The legislation also amends 18 U.S. Code § 922(g) to make violation of such orders a federal felony.
In order for a state to get grants under the Act, it has to enact a red flag law meeting certain requirements, such as allowing family members, rather than only police, to petition the courts. Rhode Island, for example, would be unable to get grants under the Act without strengthening its red flag law.

A provision by Rep. Ken Buck (R) proposed "allow the issuance of a red flag order against anyone whose name appears in a gang database if there was probable cause to include that individual in the database". Rep. Eric Swalwell (D) requested to add "individuals affiliated with white nationalism" to the amendment as a Red Flag Indicator in exchange for her support. Rep. Ken Buck agreed, with the stipulation that "any type of supremacy" should be included, and revised the provision accordingly. The amendment failed 11–21 on September 14, 2019.

==Congressional action==
Feinstein and Blumenthal argued that federal legislation is needed because "there is still no nationwide tool that would allow law enforcement and the courts to prevent tragedies like Isla Vista."

Shortly after the 2019 El Paso shooting and 2019 Dayton shooting, Senate Judiciary Committee Chairman Lindsey Graham announced his support for such legislation, stating that "grants will be given to law enforcement so they can hire and consult with mental health professionals to better determine which cases need to be acted upon." Feinstein and Rubio urged Graham to take up their bills. Blumenthal welcomed Republicans' openness to the plan as a "bipartisan breakthrough" and "major promising development."

Such legislation is also supported by Democratic presidential candidate Pete Buttigieg.

According to Senate Minority Leader Charles Schumer, Democrats will try to require any red flag measure that comes to the Senate floor be paired with a vote on legislation establishing universal background checks.
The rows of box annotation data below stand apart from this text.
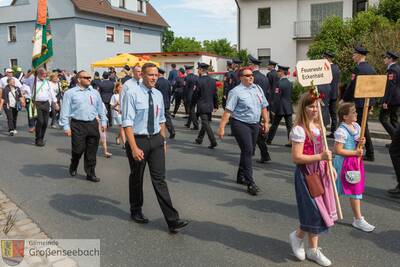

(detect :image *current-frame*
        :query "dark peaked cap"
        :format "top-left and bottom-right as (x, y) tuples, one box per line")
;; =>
(232, 58), (243, 64)
(268, 60), (278, 66)
(354, 46), (369, 56)
(248, 55), (262, 65)
(385, 51), (399, 59)
(278, 65), (289, 71)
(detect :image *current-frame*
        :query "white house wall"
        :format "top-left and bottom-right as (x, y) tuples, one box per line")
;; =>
(241, 0), (297, 70)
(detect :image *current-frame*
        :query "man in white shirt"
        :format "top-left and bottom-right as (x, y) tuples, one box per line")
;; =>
(32, 68), (59, 146)
(0, 69), (22, 90)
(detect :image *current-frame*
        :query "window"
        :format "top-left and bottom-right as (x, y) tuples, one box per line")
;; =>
(311, 2), (343, 36)
(138, 0), (144, 13)
(258, 7), (271, 28)
(124, 29), (131, 44)
(8, 26), (17, 43)
(10, 58), (18, 68)
(353, 0), (368, 16)
(258, 48), (271, 67)
(106, 26), (114, 42)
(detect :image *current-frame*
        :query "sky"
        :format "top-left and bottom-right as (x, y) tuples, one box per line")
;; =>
(150, 0), (237, 44)
(0, 0), (237, 44)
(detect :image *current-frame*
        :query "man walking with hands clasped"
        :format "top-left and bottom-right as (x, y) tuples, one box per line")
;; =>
(122, 63), (188, 233)
(60, 70), (107, 182)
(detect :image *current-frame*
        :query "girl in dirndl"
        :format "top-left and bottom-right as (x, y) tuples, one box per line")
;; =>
(333, 103), (375, 232)
(289, 90), (337, 266)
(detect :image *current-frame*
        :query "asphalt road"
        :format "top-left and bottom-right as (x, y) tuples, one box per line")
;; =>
(0, 113), (400, 266)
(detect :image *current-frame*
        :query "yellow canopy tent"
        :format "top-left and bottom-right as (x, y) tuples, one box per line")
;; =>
(91, 54), (160, 69)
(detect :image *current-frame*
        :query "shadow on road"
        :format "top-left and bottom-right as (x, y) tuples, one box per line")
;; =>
(350, 230), (400, 254)
(167, 169), (245, 192)
(20, 164), (72, 179)
(49, 194), (130, 221)
(217, 199), (297, 219)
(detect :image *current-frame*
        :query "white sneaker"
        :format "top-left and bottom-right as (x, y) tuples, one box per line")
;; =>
(307, 248), (332, 266)
(352, 217), (375, 233)
(289, 231), (306, 261)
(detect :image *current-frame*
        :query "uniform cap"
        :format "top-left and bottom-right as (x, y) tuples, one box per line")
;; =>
(354, 46), (369, 56)
(232, 58), (243, 65)
(248, 55), (262, 65)
(385, 51), (399, 59)
(278, 65), (289, 71)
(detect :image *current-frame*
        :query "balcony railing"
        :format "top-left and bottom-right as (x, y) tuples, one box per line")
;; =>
(294, 20), (322, 39)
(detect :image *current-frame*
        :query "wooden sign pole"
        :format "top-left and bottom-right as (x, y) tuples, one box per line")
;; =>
(358, 97), (369, 153)
(318, 100), (343, 220)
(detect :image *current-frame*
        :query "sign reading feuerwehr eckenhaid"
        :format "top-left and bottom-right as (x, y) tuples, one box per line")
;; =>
(296, 59), (332, 86)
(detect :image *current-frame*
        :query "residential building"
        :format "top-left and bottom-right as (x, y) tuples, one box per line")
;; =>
(0, 0), (168, 70)
(236, 0), (379, 69)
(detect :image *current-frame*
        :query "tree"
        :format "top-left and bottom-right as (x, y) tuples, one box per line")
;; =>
(203, 39), (236, 57)
(377, 0), (400, 22)
(162, 28), (175, 52)
(165, 37), (203, 52)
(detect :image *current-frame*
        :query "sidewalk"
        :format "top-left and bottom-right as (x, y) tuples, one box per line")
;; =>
(171, 105), (391, 140)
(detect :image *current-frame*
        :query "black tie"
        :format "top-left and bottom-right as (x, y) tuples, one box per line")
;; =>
(147, 90), (154, 134)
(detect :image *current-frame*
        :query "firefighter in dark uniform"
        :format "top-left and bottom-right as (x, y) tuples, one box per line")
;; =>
(322, 51), (340, 138)
(232, 58), (243, 87)
(222, 61), (235, 109)
(185, 65), (199, 130)
(267, 65), (293, 147)
(379, 51), (400, 139)
(249, 55), (271, 163)
(343, 47), (376, 161)
(155, 68), (175, 139)
(195, 63), (218, 149)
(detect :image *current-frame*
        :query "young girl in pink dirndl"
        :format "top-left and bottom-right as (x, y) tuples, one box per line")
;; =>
(289, 91), (337, 266)
(333, 103), (375, 232)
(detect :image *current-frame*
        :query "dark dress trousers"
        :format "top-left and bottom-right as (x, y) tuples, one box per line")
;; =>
(343, 61), (376, 157)
(197, 75), (217, 145)
(267, 78), (293, 143)
(379, 63), (400, 139)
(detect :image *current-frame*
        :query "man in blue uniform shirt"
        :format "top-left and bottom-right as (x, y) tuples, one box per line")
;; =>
(343, 47), (376, 161)
(60, 71), (107, 182)
(122, 63), (188, 233)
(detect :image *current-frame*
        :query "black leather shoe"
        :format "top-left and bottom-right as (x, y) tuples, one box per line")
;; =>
(247, 184), (260, 196)
(208, 143), (218, 149)
(194, 139), (203, 145)
(131, 212), (149, 224)
(363, 155), (375, 161)
(86, 175), (100, 183)
(388, 185), (400, 196)
(168, 219), (189, 234)
(69, 166), (77, 177)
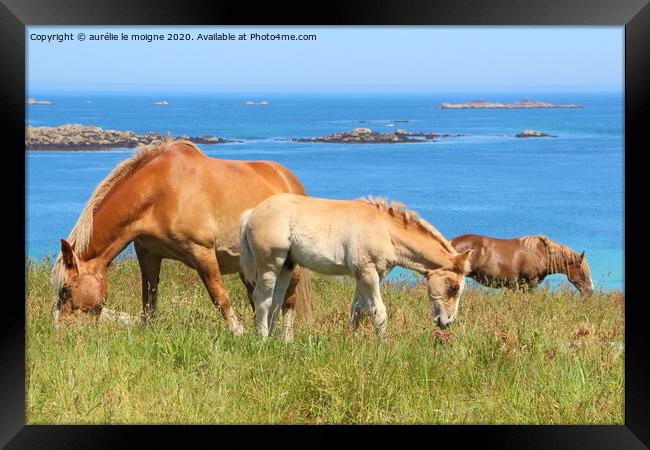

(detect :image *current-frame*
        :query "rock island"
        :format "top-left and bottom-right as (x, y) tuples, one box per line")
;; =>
(25, 124), (233, 150)
(440, 99), (582, 109)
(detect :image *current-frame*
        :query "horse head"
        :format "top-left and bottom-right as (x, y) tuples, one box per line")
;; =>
(54, 239), (108, 328)
(566, 252), (594, 297)
(426, 250), (474, 328)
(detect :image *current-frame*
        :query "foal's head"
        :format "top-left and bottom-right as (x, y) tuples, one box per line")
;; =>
(426, 250), (474, 328)
(54, 239), (108, 327)
(566, 252), (594, 297)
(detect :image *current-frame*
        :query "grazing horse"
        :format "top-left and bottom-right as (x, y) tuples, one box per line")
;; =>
(451, 234), (594, 296)
(240, 194), (471, 340)
(52, 139), (310, 334)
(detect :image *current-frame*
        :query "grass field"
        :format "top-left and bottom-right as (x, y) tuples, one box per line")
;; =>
(26, 259), (624, 424)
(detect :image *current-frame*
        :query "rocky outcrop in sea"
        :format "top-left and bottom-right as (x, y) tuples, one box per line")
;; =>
(293, 128), (450, 144)
(25, 124), (233, 150)
(515, 130), (557, 137)
(25, 97), (52, 105)
(440, 99), (582, 109)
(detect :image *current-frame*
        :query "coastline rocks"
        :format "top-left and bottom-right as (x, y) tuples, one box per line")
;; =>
(244, 100), (269, 106)
(25, 124), (232, 150)
(293, 128), (449, 144)
(440, 99), (582, 109)
(515, 130), (557, 137)
(25, 97), (52, 105)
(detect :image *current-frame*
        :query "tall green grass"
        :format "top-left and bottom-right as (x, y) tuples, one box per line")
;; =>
(26, 259), (624, 424)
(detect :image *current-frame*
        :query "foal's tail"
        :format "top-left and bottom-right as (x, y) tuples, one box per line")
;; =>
(239, 209), (257, 283)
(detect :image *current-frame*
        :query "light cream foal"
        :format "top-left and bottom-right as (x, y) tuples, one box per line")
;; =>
(240, 194), (471, 340)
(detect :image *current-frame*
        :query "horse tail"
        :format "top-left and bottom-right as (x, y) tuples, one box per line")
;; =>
(295, 266), (314, 323)
(239, 209), (257, 283)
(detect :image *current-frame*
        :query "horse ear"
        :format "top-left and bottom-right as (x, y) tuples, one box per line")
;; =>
(454, 249), (474, 274)
(61, 239), (79, 275)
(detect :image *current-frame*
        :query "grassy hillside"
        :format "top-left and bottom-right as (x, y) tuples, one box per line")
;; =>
(26, 259), (624, 424)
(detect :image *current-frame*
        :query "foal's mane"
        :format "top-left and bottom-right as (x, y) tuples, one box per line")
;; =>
(359, 196), (456, 255)
(52, 136), (203, 288)
(521, 235), (580, 272)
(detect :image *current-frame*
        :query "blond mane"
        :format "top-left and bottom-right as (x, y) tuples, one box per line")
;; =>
(359, 196), (456, 255)
(521, 235), (580, 273)
(52, 136), (203, 288)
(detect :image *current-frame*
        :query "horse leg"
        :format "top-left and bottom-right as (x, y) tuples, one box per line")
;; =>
(357, 269), (388, 338)
(239, 272), (255, 312)
(268, 266), (291, 340)
(191, 245), (244, 335)
(282, 266), (300, 342)
(133, 241), (162, 325)
(350, 280), (368, 332)
(253, 269), (279, 338)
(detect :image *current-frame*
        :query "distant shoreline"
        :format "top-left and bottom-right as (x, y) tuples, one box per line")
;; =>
(25, 124), (237, 152)
(440, 99), (582, 109)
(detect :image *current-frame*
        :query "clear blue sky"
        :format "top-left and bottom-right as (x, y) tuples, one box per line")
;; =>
(26, 26), (624, 92)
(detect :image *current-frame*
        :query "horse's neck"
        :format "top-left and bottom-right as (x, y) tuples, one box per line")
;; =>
(544, 243), (570, 275)
(79, 190), (141, 270)
(390, 224), (451, 274)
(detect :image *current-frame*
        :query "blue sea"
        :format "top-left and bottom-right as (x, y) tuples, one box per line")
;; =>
(25, 92), (625, 290)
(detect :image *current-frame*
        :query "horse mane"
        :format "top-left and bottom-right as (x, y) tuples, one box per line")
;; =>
(52, 136), (203, 288)
(359, 196), (456, 255)
(521, 235), (580, 273)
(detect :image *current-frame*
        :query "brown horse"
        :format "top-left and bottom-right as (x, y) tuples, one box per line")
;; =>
(52, 139), (311, 334)
(451, 234), (594, 296)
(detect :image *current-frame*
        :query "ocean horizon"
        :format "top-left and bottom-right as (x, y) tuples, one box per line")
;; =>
(25, 90), (624, 290)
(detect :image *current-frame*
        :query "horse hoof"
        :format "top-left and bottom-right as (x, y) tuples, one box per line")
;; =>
(230, 323), (244, 336)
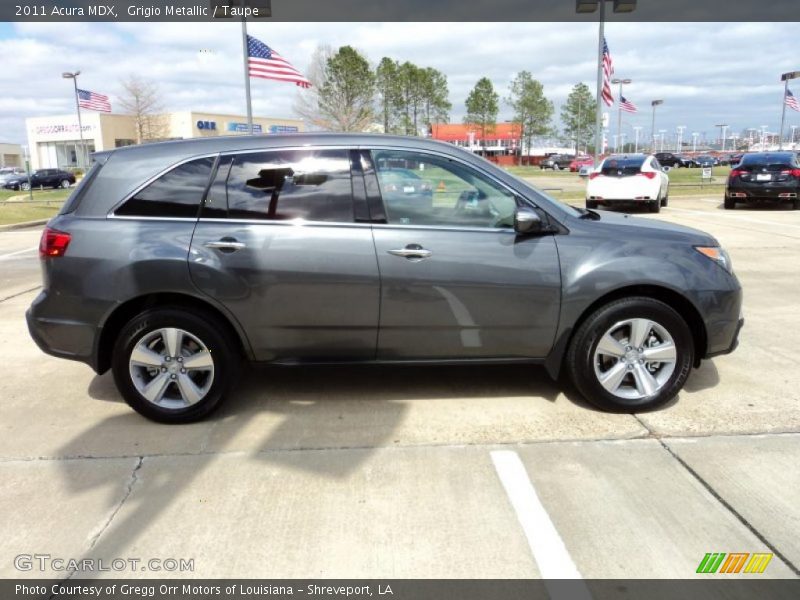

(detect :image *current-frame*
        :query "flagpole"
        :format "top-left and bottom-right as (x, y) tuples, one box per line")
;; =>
(594, 0), (606, 165)
(778, 78), (794, 150)
(242, 17), (253, 135)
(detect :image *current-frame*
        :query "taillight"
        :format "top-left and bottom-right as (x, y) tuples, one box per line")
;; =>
(39, 227), (72, 258)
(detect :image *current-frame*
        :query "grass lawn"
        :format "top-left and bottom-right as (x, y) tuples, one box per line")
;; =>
(0, 190), (72, 225)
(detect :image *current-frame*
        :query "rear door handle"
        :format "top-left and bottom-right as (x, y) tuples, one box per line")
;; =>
(387, 244), (433, 260)
(203, 238), (247, 252)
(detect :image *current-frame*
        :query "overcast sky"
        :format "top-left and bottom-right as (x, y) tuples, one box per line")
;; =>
(0, 22), (800, 143)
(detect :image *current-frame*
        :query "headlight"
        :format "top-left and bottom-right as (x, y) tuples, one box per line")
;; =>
(694, 246), (733, 273)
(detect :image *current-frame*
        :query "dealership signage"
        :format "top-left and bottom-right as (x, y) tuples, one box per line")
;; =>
(227, 122), (263, 133)
(34, 123), (94, 135)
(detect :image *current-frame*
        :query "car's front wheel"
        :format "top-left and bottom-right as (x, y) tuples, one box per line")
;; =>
(112, 308), (241, 423)
(566, 297), (694, 412)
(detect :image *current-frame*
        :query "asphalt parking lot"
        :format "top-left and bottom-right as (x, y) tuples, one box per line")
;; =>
(0, 197), (800, 578)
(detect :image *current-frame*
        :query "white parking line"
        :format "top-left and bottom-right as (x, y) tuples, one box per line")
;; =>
(490, 450), (591, 599)
(0, 246), (39, 260)
(669, 206), (800, 228)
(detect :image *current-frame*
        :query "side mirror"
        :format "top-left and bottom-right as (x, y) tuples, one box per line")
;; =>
(514, 207), (544, 234)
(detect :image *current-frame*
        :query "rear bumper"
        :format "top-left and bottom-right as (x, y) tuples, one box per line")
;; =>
(25, 291), (99, 370)
(725, 185), (800, 200)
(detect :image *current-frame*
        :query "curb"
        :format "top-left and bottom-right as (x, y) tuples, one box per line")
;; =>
(0, 219), (50, 231)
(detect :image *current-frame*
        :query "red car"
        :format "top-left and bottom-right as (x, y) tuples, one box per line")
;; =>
(569, 156), (594, 173)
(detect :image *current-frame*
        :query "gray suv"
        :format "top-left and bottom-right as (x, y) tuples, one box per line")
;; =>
(27, 134), (743, 423)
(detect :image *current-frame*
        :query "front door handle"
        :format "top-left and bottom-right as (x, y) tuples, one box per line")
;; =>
(203, 238), (247, 252)
(387, 244), (433, 260)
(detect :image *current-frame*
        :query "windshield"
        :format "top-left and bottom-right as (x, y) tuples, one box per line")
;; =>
(600, 157), (644, 177)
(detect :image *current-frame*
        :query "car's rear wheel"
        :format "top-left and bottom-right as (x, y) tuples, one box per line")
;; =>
(112, 308), (240, 423)
(566, 297), (694, 412)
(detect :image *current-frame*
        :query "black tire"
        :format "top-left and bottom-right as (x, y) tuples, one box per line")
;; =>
(111, 307), (242, 423)
(566, 296), (694, 413)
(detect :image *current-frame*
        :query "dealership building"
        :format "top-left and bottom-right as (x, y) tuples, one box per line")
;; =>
(25, 111), (303, 169)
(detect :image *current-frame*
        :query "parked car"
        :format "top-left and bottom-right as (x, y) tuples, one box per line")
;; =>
(724, 152), (800, 210)
(569, 156), (594, 173)
(3, 169), (75, 190)
(655, 152), (684, 168)
(728, 152), (744, 167)
(586, 154), (669, 212)
(0, 167), (25, 187)
(27, 134), (743, 423)
(694, 155), (719, 168)
(539, 154), (575, 171)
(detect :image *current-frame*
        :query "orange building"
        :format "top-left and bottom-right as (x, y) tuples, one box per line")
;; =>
(430, 123), (520, 156)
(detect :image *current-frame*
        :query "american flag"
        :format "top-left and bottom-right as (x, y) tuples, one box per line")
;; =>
(78, 90), (111, 112)
(247, 35), (311, 88)
(601, 38), (614, 106)
(784, 88), (800, 112)
(619, 96), (639, 113)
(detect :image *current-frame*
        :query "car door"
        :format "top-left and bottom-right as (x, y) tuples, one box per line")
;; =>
(365, 149), (561, 360)
(189, 148), (380, 362)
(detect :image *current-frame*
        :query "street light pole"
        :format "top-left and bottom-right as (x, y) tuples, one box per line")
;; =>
(611, 77), (633, 152)
(61, 71), (86, 167)
(778, 71), (800, 150)
(650, 100), (664, 152)
(714, 123), (728, 152)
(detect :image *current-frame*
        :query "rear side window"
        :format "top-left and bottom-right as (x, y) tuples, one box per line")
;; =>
(226, 150), (354, 223)
(602, 158), (644, 176)
(114, 157), (214, 218)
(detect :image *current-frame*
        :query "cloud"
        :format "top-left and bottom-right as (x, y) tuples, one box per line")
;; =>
(0, 22), (800, 143)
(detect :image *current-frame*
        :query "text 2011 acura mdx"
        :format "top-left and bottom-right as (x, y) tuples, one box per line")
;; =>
(28, 134), (743, 423)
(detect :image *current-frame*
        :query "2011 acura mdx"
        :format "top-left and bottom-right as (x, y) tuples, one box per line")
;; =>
(27, 134), (743, 423)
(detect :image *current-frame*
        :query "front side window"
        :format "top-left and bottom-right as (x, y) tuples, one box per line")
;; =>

He noted that Republican bills being proposed do not require states to adopt red flag legislation. Schumer said that Democrats would not accept a half-measure, arguing, "The notion that passing a tepid version of an Extreme Risk Protection Order (E.R.P.O.) bill — alone — is close to getting the job done in addressing rampant gun violence in the U.S. is wrong and would be an ineffective cop-out."

Senate Majority Leader Mitch McConnell said he expects background checks, assault weapons and red flag laws to be part of September's Senate debate about measures aimed at addressing gun violence. He remarked, "What we can't do is fail to pass something." Sen. John Barrasso, the third-ranking Senate Republican, said he had "a lot of concerns" about red flag laws.

On June 9, 2022, the House passed (Federal Extreme Risk Protection Order), a bill to nationalize red flag laws, which seek to keep guns away from individuals deemed a threat to themselves and others.